The Cattle Price Discovery and Transparency Act will:

  1. Establish 14-day slaughter reporting: Packers must report the number of cattle scheduled to be slaughtered each day for the next 14-day period so that producers can project estimated slaughter numbers and packers’ needs for cattle.
  2. Require daily formula base price reporting: U.S. Department of Agriculture (USDA) will report the base price information for cattle purchased though formula marketing arrangements to allow producers to better understand formula transactions.
  3. Determine timely carcass weight reporting: USDA will determine the minimum time frame to report daily average carcass weights of cattle after they are chilled to provide producers better insight into the dressing percentages and yield of their cattle after they have been processed.
  4. Launch a USDA Cattle contracts library: Directs USDA to create and maintain a library of marketing contracts between packers and producers and requires packers to supply this information to USDA and for it to be published in a user-friendly way.

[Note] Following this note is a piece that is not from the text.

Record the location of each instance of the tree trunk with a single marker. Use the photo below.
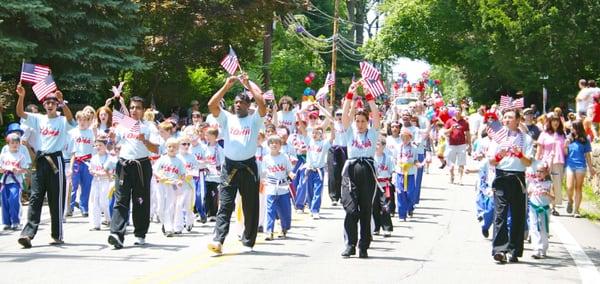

  5. Create regional mandatory minimum levels of negotiated trade: Requires the USDA Secretary to establish mandatory levels of negotiated cash and negotiated grid transactions for each USDA Agricultural Marketing Service (AMS) designated cattle region, seek public comment on those levels, and then implement. Under this new program, covered packers—on a plant by plant basis—will be required to procure a certain amount of cattle from the cash market.

The Senate Agriculture Committee also passed the Meat and Poultry Special Investigator Act, a bill to address anticompetitive behavior within the livestock and poultry industry, out of committee today.